Open ara4n opened 7 years ago
mostly that it means that you can include whitespace in your json responses for readabilty.
However, it then means that receivers would need to handle the PDU as both string-representation and JSON.
No? You could still do it the same way as we do today.
The problem here is that hashes and signatures of messages don't actually represent the messages; they only represent a transform of the messages (canonization). This is a ciphertext malleability. The adversary is sending messages which they did not hash and sign. The expectation is that the verifier will "fix" the adversary's message by hashing it according to the transform. The verifier must then only refer to their corrected message as a valid verified message. This has several practical side-effects:
It increases the attack surface before message verification by requiring a potentially expensive transform, rewriting the message on behalf of the attacker. The honest verifier should have to do as little work as possible on an unverified message, reducing the cost of DoS attempts and other potential exploits in the call tree before verification.

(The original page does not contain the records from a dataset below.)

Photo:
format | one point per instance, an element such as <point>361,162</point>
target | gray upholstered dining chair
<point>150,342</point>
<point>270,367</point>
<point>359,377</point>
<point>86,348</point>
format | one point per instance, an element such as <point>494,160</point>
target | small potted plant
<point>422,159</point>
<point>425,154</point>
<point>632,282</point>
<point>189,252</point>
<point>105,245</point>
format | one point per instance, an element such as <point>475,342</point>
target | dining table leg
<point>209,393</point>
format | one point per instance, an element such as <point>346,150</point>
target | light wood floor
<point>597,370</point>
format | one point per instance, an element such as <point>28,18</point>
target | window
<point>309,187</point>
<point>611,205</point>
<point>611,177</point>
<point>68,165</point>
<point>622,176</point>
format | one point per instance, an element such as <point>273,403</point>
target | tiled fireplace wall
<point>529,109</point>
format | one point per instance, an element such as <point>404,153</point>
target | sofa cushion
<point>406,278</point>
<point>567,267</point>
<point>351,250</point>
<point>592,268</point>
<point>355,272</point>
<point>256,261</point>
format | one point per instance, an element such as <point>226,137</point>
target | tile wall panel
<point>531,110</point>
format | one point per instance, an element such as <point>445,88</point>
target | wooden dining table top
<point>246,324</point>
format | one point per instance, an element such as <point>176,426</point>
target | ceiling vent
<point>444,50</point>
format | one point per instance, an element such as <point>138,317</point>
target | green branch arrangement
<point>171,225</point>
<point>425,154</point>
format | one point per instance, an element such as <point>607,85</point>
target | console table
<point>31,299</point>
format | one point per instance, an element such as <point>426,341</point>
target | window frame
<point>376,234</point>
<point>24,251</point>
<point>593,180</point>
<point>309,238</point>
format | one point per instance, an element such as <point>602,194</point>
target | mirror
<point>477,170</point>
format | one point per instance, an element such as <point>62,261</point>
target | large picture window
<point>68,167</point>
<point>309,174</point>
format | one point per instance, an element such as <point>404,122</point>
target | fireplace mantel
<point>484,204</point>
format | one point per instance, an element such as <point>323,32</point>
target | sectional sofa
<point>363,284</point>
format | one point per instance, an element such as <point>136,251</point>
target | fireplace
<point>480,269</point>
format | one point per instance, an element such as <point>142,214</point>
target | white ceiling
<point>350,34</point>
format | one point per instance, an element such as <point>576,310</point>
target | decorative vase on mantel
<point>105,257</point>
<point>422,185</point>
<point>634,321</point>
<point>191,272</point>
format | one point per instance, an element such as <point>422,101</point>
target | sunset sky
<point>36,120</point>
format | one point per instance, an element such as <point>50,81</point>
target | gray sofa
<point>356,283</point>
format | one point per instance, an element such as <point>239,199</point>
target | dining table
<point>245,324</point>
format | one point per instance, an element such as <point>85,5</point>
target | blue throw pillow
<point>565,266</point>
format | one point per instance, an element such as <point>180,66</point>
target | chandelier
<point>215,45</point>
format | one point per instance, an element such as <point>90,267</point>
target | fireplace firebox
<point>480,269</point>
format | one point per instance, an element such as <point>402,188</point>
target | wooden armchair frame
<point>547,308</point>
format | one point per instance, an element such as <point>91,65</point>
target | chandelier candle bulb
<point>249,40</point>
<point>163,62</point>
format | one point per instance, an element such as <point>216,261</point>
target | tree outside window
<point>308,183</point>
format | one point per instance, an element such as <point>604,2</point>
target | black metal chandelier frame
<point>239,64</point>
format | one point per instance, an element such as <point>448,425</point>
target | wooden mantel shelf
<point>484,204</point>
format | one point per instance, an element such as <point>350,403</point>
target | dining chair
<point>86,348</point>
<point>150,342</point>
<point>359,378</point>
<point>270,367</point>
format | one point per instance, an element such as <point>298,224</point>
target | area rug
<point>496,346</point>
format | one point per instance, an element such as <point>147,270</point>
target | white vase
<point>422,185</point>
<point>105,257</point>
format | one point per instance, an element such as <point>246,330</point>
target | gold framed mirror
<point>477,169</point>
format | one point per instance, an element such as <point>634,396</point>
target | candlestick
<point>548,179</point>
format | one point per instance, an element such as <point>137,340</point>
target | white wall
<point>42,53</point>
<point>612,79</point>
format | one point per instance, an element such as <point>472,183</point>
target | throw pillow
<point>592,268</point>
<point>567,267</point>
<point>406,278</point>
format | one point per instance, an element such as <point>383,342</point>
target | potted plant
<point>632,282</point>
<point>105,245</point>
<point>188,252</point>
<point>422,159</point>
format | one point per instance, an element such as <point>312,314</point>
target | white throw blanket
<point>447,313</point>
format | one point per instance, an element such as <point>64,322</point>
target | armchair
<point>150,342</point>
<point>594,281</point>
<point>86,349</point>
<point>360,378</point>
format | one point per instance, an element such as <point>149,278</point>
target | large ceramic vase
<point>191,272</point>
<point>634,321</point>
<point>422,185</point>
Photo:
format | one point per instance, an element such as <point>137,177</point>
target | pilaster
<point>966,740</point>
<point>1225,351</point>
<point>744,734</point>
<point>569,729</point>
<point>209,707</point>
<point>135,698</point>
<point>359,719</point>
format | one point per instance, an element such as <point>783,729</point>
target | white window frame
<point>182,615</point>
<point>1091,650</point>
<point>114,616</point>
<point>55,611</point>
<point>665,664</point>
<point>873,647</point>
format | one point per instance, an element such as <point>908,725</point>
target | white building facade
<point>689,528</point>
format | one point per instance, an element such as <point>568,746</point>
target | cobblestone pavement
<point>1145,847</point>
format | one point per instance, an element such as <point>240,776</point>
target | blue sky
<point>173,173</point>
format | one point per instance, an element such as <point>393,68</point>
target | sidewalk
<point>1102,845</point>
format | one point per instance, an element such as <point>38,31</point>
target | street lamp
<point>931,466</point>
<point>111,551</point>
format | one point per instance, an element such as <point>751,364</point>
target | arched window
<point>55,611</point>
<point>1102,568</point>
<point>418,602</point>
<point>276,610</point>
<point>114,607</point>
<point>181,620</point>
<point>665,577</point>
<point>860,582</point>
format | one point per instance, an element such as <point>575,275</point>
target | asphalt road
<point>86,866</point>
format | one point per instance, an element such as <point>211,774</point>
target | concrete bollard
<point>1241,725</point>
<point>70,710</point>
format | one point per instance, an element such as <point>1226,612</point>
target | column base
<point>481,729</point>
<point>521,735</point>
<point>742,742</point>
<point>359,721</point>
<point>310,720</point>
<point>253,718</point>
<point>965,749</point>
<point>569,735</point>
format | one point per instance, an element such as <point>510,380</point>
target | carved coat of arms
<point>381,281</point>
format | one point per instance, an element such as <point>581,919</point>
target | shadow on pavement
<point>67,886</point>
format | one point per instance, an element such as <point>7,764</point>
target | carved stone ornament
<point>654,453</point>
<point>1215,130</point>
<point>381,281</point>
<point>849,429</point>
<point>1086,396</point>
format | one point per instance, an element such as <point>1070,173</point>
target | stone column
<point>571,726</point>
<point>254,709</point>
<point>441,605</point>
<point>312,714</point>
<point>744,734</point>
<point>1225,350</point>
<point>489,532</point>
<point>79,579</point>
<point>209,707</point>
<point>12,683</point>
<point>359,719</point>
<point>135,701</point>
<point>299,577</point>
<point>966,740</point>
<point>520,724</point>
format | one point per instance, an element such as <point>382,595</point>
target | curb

It turns the reception of messages off the socket from a simple zero-copy read to a linear buffer, involving read-only parsing of the JSON to a tree of const char *
pointers (again, write-free, allocate-free, copy-free view of the data) into a whole complication of either rewriting the message or selectively scanning the message with the hashing and signing contexts to skip regions and characters which aren't canonical (if that's even possible without rewriting the message).
For client-server communication, there are reasonable arguments for being liberal in what the server accepts for compatibility, for friendliness to developers of all levels, and there also aren't the same cryptographic necessities. For server-server (federation) communication, I see no reason to ever send or accept a message which isn't unambiguously canonical and instantly verifiable.
There are a smaller number of server implementations than client implementations. It is easier and more realistic to hold tighter expectations without seeing divergence.
Server implementations have a higher expectation for expertise than client implementations: It is reasonable to accept a little more of a difficult threshold for correctness to be met than with a client. Readability is not as important. The payloads are still human-readable JSON. Server authors are more used to this jumble than client authors...
Federation protocol should err with this point on the side of optimization rather than compatibility. A homeserver with many users might spend resources on matters of compatibility with some of its clients some of the time during their occasional interactions; two homeservers with many users each conveying many messages back and forth to each other shouldn't have to over and over for all messages all the time.
@erikjohnston this may be relevant to your interests
This is kind of all true, but it's hard to get worked up over either the cpu overhead of parsing and re-encoding the json (generally I'd expect the cryptographic verification to dominate, though I haven't checked), or the attack surface thereof (if your json parser is insecure, then you're comprehensively stuffed anyway).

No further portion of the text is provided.